Title: Facets of regularization in overparameterized machine learning
Abstract: Modern machine learning often operates in an overparameterized regime in which the number of parameters far exceeds the number of observations. In this regime, models can exhibit surprising generalization behaviors: (1) Models can overfit with zero training error yet still generalize well (benign overfitting); furthermore, in some cases, even adding and tuning explicit regularization can favor no regularization at all (obligatory overfitting). (2) The generalization error can vary non-monotonically with the model or sample size (double/multiple descent). These behaviors challenge classical notions of overfitting and the role of explicit regularization.

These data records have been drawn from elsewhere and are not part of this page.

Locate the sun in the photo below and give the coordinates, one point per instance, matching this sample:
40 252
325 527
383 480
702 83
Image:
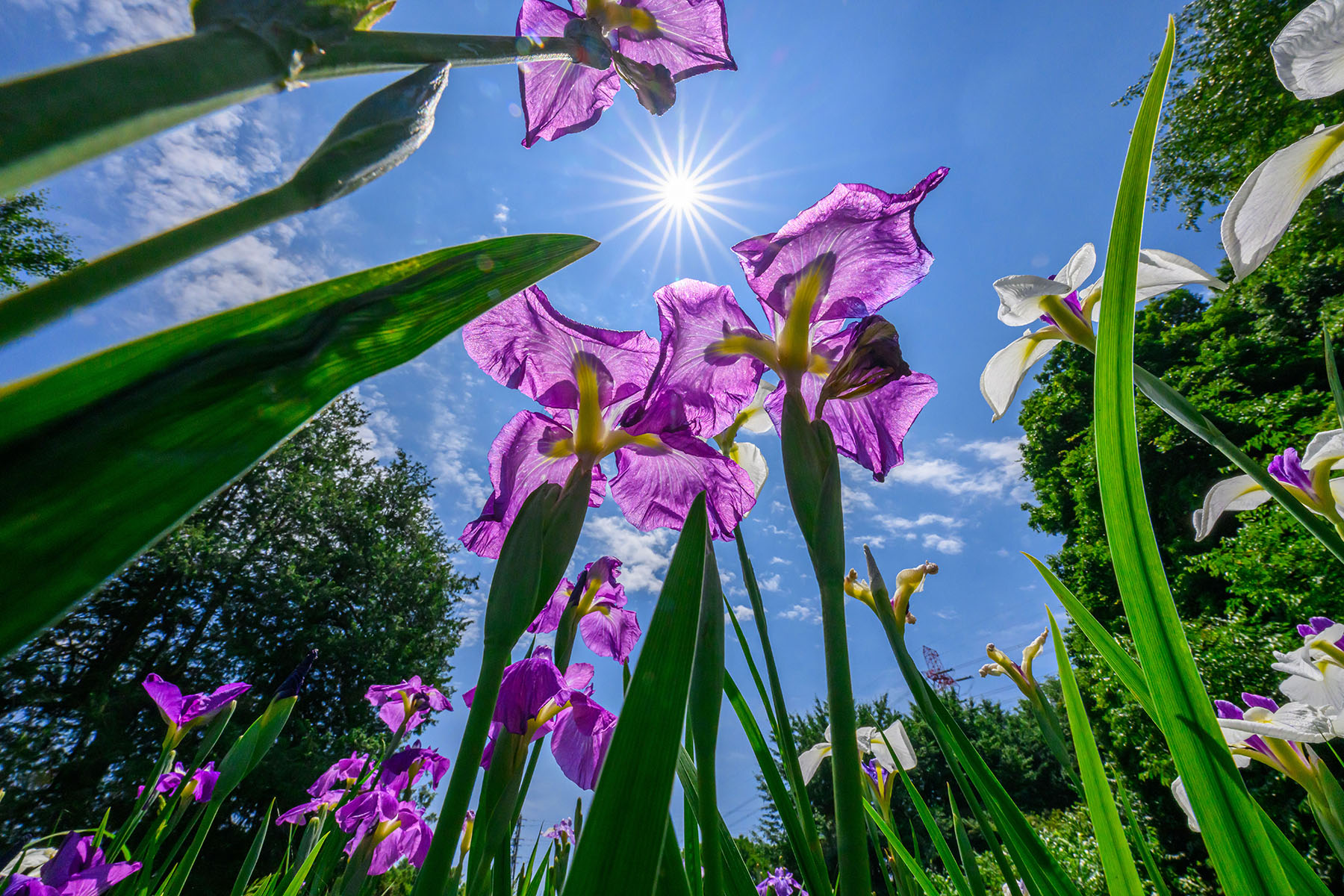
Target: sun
682 193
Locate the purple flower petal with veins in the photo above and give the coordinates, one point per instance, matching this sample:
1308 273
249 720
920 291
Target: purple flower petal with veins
688 37
656 487
559 97
877 252
703 391
519 464
523 343
1288 469
867 430
581 741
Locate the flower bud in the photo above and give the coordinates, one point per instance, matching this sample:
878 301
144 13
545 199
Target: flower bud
376 136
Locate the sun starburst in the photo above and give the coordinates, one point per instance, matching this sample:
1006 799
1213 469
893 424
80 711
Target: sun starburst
680 191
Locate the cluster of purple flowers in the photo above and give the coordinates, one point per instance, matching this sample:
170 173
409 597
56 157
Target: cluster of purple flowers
653 405
651 46
371 803
78 868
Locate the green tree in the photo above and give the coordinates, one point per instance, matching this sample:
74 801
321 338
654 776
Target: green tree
1250 358
319 546
30 243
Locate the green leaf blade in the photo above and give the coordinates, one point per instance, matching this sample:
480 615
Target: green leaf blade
101 457
1236 840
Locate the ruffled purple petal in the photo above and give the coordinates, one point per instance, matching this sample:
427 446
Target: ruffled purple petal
519 464
549 620
527 687
656 487
867 430
611 635
688 388
581 741
558 97
871 235
691 37
167 696
526 344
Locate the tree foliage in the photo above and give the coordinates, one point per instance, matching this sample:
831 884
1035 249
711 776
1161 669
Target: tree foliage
30 245
1250 358
319 546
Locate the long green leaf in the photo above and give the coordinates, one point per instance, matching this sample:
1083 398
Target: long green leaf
737 880
1180 408
940 842
813 882
57 119
707 677
1236 844
1116 859
1298 871
910 862
616 856
101 457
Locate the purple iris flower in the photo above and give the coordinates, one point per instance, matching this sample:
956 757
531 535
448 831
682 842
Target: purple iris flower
537 699
1317 625
653 45
201 785
612 393
606 626
1288 469
780 883
409 697
406 766
343 773
77 869
184 711
300 813
396 827
564 832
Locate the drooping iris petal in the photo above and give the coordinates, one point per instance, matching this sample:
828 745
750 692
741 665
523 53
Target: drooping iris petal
867 430
1310 52
1263 206
581 741
655 487
1325 448
1007 370
612 633
523 343
558 97
1236 494
1159 272
527 685
691 37
705 391
750 458
520 462
871 234
549 620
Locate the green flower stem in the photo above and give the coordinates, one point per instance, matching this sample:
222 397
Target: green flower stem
58 119
812 472
1180 408
783 729
30 309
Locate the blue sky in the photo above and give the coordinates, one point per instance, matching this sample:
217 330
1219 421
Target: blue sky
1015 99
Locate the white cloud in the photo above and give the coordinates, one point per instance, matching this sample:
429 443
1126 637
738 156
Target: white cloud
803 613
382 429
644 555
944 543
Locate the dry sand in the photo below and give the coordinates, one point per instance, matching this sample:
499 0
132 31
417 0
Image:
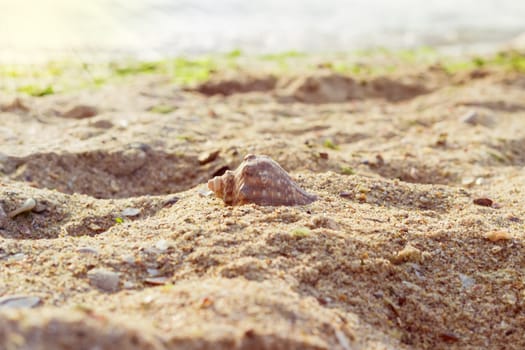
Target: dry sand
416 241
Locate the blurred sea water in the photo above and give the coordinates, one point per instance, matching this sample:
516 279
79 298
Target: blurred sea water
38 29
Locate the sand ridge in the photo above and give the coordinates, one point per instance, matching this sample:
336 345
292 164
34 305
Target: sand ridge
126 248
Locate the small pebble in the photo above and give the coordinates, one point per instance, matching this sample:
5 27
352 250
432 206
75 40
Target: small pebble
3 218
162 245
466 281
157 281
207 157
87 250
476 118
204 192
80 112
153 272
19 301
495 236
129 212
485 202
105 280
170 201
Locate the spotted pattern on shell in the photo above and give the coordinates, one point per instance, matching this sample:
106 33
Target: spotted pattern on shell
259 180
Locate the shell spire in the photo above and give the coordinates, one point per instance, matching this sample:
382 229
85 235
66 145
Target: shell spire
259 180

In this talk, I will present theoretical and methodological results related to these behaviors, primarily focusing on the concrete case of ridge regularization. First, I will identify conditions under which the optimal ridge penalty is zero (or even negative) and show that standard techniques such as leave-one-out and generalized cross-validation, when analytically continued, remain uniformly consistent for the generalization error and thus yield the optimal penalty, whether positive, negative, or zero. Second, I will introduce a general framework to mitigate double/multiple descent in the sample size based on subsampling and ensembling and show its intriguing connection to ridge regularization. As an implication of this connection, I will show that the generalization error of optimally tuned ridge regression is monotonic in the sample size (under mild data assumptions) and mitigates double/multiple descent. Key to both parts is the role of implicit regularization, either self-induced by the overparameterized data or externally induced by subsampling and ensembling. Finally, I will briefly mention some extensions and variants beyond ridge regularization.
The talk will feature joint work with the following collaborators (in alphabetical order): Pierre Bellec, Jin-Hong Du, Takuya Koriyama, Arun Kumar Kuchibhotla, Alessandro Rinaldo, Kai Tan, Ryan Tibshirani, Yuting Wei. The corresponding papers (in talk-chronological order) are: optimal ridge landscape , ridge cross-validation, risk monotonization, ridge equivalences, and extensions and variants.